We need to reassess how we define data security and where we place responsibility in protecting our data online. This starts with recognizing that we’ve passed a tipping point. So much of our data already sits within online services’ databases that it is nearly impossible for individuals to wrangle back control of their digital profile. It would be a massive undertaking on the part of both consumers and service providers to completely and permanently shift control of data back into the hands of end users.

Instead of attempting to turn back the clock, we should direct our efforts toward ensuring that the data we share is fully anonymized and protected. Tackling the challenge of data security starts with recognizing where both the greatest responsibility and the greatest potential for innovative solutions lie—in the companies that process and profit from personal data on a daily basis. Businesses who collect data should have a high degree of responsibility for that data, including culpability when things go wrong.

The fact is, companies already have developed the digital infrastructure to house and best leverage data, along with the incentive to find ways to more meaningfully interact with that data. Unlike individual users, these companies actively and regularly process personal data at scale.

Investing in security is a matter of due diligence that mitigates the need for costly damage control in the wake of a data breach. Certainly, the cost of keeping data sprawl secure will be significant. But that cost comes with the territory of unfettered access to the modern economy’s most valuable resource.
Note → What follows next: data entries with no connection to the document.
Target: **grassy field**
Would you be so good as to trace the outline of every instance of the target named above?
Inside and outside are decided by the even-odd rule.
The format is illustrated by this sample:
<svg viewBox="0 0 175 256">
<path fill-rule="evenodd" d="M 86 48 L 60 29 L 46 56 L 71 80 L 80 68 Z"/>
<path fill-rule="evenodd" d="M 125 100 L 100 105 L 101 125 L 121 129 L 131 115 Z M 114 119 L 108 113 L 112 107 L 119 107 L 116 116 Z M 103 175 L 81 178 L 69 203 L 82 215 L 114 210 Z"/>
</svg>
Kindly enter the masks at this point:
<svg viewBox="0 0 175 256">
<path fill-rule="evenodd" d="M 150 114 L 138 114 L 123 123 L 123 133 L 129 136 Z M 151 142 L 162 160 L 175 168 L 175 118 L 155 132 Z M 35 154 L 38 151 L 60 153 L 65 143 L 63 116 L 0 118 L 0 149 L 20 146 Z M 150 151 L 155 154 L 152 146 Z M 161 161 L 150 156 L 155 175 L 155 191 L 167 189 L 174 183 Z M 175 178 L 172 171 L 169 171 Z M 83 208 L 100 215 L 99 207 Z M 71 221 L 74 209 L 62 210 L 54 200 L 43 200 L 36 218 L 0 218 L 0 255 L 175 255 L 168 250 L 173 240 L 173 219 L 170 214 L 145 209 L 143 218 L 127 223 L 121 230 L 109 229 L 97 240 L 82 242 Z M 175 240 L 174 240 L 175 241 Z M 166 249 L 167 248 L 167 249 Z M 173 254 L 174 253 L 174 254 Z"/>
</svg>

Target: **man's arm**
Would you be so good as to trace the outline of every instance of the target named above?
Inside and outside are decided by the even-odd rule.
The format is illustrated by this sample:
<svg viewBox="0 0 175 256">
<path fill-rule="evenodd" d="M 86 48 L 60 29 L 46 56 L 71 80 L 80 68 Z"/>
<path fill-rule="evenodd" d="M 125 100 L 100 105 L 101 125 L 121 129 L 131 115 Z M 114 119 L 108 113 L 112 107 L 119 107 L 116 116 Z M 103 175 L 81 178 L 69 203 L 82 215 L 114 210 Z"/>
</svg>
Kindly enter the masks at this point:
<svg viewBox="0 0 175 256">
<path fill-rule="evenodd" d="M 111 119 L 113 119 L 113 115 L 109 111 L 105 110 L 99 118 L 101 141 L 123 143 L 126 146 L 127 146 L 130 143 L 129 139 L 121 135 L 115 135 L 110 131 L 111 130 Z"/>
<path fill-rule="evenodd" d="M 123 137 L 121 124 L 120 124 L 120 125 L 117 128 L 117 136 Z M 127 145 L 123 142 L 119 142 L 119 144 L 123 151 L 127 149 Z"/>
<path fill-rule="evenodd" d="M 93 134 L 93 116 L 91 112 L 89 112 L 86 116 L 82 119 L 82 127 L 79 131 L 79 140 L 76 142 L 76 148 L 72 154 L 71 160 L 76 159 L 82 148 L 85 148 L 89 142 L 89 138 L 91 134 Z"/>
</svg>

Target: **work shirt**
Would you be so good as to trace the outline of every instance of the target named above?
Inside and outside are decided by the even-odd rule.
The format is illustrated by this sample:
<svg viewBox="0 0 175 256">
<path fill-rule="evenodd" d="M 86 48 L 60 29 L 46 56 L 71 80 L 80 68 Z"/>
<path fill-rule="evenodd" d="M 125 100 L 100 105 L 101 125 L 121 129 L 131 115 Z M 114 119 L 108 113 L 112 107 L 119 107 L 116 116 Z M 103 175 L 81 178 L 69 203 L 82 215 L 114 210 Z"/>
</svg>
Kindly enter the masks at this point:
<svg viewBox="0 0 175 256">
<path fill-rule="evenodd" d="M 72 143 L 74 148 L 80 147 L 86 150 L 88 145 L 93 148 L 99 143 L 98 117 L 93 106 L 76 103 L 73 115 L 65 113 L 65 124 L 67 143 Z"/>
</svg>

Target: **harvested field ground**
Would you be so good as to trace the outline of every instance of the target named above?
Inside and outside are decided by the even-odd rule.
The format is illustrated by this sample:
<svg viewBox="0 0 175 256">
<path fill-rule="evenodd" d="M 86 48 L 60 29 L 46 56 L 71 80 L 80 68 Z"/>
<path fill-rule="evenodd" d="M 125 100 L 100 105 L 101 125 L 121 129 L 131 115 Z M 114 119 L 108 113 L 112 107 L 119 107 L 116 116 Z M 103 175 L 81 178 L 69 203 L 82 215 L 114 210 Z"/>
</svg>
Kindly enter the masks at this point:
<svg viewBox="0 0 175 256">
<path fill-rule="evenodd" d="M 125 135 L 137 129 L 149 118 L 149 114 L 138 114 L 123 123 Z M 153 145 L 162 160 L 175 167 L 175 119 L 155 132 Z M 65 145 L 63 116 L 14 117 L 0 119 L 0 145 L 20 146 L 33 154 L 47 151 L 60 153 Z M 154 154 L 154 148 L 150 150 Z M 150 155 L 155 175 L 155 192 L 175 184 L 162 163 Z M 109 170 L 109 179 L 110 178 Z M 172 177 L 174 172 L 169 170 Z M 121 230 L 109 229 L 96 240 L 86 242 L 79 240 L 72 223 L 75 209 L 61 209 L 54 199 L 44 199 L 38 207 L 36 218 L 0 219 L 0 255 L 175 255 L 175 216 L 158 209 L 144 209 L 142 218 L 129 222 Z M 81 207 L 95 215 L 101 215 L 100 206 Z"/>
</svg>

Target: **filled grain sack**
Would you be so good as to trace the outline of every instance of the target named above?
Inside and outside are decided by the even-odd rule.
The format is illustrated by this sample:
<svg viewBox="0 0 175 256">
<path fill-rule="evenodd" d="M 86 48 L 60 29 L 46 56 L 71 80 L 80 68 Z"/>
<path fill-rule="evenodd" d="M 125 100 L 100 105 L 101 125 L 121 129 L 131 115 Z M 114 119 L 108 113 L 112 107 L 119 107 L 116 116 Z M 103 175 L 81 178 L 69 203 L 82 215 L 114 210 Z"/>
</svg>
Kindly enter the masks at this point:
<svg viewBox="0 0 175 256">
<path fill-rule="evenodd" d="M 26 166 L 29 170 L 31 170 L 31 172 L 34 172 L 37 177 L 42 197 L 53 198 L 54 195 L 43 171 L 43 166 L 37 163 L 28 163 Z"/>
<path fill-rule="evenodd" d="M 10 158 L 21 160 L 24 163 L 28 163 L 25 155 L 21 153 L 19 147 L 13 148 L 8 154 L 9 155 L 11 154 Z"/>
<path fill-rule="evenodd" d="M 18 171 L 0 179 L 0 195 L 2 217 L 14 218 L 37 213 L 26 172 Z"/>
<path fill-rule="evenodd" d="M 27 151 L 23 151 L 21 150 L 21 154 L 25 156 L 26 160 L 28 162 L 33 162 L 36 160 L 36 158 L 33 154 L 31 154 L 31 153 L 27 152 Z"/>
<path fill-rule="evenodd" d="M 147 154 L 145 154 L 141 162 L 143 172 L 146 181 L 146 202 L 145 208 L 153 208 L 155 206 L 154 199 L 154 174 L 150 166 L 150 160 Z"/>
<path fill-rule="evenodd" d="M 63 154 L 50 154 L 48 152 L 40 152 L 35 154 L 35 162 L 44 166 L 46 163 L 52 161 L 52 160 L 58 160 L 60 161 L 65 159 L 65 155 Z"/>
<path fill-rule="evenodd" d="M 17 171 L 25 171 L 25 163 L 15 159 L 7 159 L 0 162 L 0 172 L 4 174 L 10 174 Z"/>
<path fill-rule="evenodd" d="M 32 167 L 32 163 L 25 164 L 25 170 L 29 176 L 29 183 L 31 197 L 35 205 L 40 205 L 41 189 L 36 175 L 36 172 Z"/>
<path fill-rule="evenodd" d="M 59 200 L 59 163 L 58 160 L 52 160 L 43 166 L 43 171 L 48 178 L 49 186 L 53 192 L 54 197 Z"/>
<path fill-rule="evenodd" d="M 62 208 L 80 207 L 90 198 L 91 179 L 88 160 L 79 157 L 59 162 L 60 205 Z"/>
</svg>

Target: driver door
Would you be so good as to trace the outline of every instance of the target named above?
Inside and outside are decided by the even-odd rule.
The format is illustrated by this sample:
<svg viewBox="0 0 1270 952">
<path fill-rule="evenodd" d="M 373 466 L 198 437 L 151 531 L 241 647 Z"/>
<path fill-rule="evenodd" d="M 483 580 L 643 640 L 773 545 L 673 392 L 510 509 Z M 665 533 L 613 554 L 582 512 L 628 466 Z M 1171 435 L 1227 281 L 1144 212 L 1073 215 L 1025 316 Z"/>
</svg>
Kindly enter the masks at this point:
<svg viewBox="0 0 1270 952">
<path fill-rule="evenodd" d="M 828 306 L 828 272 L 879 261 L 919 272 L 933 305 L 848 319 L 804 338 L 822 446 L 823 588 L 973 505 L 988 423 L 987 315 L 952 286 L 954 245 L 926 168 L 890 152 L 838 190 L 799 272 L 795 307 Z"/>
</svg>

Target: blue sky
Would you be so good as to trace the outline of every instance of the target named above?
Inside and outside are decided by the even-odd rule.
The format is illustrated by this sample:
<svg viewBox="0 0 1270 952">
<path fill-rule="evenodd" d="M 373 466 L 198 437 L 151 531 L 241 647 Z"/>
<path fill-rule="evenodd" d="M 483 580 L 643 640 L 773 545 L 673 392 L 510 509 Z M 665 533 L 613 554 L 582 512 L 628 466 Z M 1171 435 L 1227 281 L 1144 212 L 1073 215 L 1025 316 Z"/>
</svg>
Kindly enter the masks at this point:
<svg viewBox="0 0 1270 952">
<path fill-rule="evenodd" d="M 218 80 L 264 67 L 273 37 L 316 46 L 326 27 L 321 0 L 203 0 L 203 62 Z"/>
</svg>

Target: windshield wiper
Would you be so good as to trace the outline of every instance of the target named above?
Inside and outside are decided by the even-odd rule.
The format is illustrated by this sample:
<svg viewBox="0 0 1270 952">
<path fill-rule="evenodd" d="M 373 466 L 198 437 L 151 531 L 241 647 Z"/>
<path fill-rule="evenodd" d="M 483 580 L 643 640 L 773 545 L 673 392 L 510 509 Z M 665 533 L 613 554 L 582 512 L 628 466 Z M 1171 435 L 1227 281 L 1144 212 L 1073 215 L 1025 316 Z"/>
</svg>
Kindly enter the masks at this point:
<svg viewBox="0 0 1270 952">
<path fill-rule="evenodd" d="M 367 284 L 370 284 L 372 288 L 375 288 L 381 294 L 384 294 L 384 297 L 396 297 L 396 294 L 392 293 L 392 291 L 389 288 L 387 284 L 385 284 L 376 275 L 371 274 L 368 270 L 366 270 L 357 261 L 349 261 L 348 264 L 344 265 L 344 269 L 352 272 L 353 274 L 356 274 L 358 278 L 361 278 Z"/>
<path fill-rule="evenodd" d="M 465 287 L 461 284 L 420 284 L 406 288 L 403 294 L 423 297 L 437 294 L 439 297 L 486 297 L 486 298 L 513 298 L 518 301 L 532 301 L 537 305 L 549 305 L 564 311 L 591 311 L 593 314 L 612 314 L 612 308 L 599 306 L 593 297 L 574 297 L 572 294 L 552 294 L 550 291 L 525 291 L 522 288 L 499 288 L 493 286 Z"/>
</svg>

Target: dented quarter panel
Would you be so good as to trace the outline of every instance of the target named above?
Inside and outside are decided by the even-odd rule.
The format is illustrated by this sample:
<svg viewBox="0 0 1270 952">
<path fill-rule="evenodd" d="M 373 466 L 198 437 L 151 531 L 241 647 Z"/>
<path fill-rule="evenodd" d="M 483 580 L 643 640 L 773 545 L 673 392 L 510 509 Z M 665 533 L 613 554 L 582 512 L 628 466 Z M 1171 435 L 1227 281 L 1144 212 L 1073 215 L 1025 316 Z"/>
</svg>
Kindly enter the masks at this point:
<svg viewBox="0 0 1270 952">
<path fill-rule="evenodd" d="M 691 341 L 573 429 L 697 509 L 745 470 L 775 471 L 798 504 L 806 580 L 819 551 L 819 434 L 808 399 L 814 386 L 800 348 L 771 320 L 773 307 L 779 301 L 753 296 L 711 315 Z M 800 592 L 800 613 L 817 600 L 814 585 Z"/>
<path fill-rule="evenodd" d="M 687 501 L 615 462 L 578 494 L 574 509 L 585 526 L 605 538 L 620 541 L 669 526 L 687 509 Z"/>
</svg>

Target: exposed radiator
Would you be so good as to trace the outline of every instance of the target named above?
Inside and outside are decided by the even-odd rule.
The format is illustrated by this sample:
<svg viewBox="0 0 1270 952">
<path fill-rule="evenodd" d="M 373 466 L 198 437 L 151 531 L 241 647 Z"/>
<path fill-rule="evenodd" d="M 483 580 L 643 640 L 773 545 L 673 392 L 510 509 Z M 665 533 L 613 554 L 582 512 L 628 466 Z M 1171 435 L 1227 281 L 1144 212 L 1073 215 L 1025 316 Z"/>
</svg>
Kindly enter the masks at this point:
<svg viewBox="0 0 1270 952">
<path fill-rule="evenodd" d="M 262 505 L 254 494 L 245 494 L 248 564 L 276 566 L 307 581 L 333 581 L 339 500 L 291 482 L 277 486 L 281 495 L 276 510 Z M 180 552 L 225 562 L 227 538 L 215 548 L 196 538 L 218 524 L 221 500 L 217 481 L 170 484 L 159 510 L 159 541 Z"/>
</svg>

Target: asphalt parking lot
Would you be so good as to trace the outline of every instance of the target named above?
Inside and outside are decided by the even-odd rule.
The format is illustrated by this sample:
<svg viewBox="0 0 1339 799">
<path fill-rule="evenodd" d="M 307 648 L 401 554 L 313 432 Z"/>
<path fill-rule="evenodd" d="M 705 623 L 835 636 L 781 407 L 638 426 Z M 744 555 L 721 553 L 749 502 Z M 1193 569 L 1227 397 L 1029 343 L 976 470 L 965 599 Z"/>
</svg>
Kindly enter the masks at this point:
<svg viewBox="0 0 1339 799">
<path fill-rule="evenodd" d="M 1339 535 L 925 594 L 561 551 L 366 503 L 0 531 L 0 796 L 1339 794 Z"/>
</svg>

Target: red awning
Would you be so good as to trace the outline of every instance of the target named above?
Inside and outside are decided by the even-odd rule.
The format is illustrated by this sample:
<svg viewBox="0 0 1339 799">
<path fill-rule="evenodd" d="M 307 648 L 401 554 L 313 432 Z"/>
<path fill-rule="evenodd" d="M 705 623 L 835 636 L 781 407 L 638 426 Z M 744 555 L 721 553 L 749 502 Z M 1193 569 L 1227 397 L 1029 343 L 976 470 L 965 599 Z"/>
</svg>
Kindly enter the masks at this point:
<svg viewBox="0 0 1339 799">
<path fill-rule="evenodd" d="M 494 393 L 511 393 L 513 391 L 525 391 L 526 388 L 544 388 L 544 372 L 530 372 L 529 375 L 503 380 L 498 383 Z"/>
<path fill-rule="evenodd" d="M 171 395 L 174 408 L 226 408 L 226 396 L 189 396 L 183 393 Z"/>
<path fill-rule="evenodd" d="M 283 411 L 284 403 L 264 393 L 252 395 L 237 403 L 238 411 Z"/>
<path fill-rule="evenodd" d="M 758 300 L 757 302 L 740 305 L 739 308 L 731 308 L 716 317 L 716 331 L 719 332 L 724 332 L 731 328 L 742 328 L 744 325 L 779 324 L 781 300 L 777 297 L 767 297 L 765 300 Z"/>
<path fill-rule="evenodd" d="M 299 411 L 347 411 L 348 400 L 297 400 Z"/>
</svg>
Businesses should actively explore methods of deterring attacks, preventing manual errors wherever possible and mitigating them when they inevitably occur.

Most enterprises are inadequately equipped to prevent advanced attacks, and there’s no telling what lies in wait. Against this backdrop, enterprises need to adopt a holistic approach to improving their security posture—one that incorporates people, processes and technologies. There are many paths companies could take, from applying user and entity behavior analytics to engaging in a private market for developing effective regulation. But developing entirely new security frameworks takes time and the threats to consumer data are immediate.

Partnering with managed security service providers (MSSPs) can speed up this process while reducing costs and uncertainties. Partnerships like these enable enterprises to quickly offload day-to-day security tasks to external teams with domain-specific tools and expertise. This frees up internal teams to explore innovative, fully integrated security programs. By reducing capital expenditures—by 80% in some cases—and boosting IT team productivity, an MSSP-backed approach gives organizations the breathing room to position themselves as innovators and build consumer trust with well-tested, comprehensive cybersecurity solutions.

Forging the right technology partnerships will enable organizations to meaningfully implement the latest digital technologies while securing both the data and the trust of their customers.

The security conversation within organizations clearly needs to change. It’s unfortunate that fear and reticence have long been the starting point for accessing security investments. It’ reflective of a legacy mindset at work within organizations. Today’s threats and tomorrow’s challenges can’t be dealt with by brandishing fear. Businesses and digital service providers need to step up and take the lead if they want a future free from consumer distrust, costly data breaches, and unnecessarily burdensome regulation.